Jeremy Regan, owner of Hunter & Gunn Barbershop on Broadway, told 680 CJOB Thursday morning his business has been closed for seven of the last 14 months as it continues to struggle with the ups and downs of the province’s COVID-19 restrictions.
Regan said he had received over 1,000 requests from the public to participate in a novel “yard cuts” project, where he would visit clients at home and cut their hair — following all safety precautions — in their own backyards.
Later that day, however, Public Health caught wind of the idea.
“Unfortunately, I got quite a threatening call from public health and I can no longer pursue my dream of paying my mortgage,” Regan tweeted Thursday afternoon.
“I will still take up all the offers to come have a beer with all my great clients the next couple of weeks though Lord knows I need it.

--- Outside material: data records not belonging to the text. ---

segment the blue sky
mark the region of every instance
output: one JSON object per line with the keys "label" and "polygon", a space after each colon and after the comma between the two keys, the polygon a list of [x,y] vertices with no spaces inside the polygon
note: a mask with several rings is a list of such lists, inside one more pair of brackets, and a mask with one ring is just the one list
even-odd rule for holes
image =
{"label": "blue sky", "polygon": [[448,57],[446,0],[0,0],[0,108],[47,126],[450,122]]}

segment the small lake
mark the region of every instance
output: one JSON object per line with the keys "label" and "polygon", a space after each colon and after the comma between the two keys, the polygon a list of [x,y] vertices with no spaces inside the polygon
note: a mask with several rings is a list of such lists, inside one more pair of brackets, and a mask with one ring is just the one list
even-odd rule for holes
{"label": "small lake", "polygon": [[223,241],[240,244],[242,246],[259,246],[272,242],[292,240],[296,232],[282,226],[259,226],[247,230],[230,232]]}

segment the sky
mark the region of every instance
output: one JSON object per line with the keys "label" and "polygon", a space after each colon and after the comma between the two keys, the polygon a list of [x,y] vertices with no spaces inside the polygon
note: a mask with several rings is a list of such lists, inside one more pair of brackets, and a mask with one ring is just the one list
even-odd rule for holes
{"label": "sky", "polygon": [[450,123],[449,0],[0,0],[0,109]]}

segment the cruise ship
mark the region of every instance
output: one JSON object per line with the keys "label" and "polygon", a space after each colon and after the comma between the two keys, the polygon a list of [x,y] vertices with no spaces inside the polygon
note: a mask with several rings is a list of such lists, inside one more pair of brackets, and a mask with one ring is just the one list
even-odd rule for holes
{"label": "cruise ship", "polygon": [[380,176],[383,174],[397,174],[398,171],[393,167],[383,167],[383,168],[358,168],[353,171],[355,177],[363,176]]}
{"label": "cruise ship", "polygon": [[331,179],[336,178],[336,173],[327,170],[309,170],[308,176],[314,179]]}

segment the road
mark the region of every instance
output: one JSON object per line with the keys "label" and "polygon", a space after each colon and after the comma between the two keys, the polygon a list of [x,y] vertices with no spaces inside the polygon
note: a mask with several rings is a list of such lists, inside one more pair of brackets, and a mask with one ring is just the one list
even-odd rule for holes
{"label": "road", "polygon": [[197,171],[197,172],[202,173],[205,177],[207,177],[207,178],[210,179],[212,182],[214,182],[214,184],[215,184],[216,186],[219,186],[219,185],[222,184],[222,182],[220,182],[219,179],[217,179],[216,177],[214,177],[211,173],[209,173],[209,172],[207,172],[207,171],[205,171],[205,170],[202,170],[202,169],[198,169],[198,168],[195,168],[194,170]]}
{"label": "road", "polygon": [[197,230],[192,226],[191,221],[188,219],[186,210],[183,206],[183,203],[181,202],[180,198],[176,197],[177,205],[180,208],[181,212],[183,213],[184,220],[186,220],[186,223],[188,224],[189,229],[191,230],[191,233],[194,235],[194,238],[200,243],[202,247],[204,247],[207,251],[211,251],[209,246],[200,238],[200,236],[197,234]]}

My apologies to all who reached out.
“It was fun while it lasted.”
In a statement, Public Health said the physical closeness between hairdresser and customer means haircuts — even outdoors — are still a no-no.
“Personal services such as haircuts are not allowed under the public health orders due to the proximity required for the service,” health officials said.
“Outdoor gathering sizes will be relaxed June 12, however, that does not signal a return to normal activity for Manitobans.
“Public health orders remain in place to reduce COVID-19 cases and the strain on the healthcare system.”
Manitoba’s newly announced reopening plan, delivered by Premier Brian Pallister and chief public health officer Brent Roussin on Thursday, will be tied to first- and second-dose vaccination targets.
Businesses, services and facilities will be first allowed to open at 25 per cent of capacity by Canada Day, provided 70 per cent of all Manitobans 12 and over have received their first shot, and 25 per cent have received their second shot.
The reopening strategy, however, doesn’t specify exactly which businesses, services, and facilities will be allowed to open as targets are hit — something Roussin said was done intentionally to allow for “flexibility” in the plan.